Parts of the public sector have been in recovery mode since the confirmation in last week’s Autumn Statement that the proposed IR35 reforms would, as feared, become a reality.
It’s clear that contractor presence in the public sector may be altered irreversibly going forward, and IPSE chief executive Chris Bryce has been quick to call for workers in the sector to take stock.
In a series of comments originally posted in an article for Contractor Calculator, Bryce was quick to stress his view that the reforms could have ‘a potentially devastating effect on public sector contracting’, and said that the reforms will ‘fundamentally shift the way in which people engage with the contract sector.’
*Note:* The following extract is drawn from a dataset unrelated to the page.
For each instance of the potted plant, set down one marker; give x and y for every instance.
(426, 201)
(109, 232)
Bryce said: “There may well be a migration away from the public sector as a result of these changes. Clearly, we can’t advise people on how they engage with their clients. But from the research that we’ve done, we’ve already encountered plenty of individuals who are unwilling to contract in the public sector. We believe there is a serious risk that this trend will proliferate as a result of the reforms.”
IPSE has confirmed it is doing what it can to support members that want to work as contractors in the public sector, with the organisation currently taking legal advice.
“We are also examining ways in which we can help public sector bodies continue to engage contractors on a business-to-business basis, and we are fully committed to backing any contractors who are willing to test this legislation in the courts,” Bryce said.
Bryce also expressed his dismay at the fallout from the Autumn Statement regarding the VAT rate for many contractors using the VAT Flat Rate Scheme, which is set to rise to 16.5% in April 2017.
He was also less than impressed with some of the ways contractors were portrayed within the statement. He said: “What we found particularly disappointing was that the only time the Chancellor mentioned self-employment, he mentioned it in connection with tax avoidance. We feel that Government needs to recognise that the vast majority of contractors are doing so because they want to be in business, and that they are not doing so as a tax avoidance mechanism.”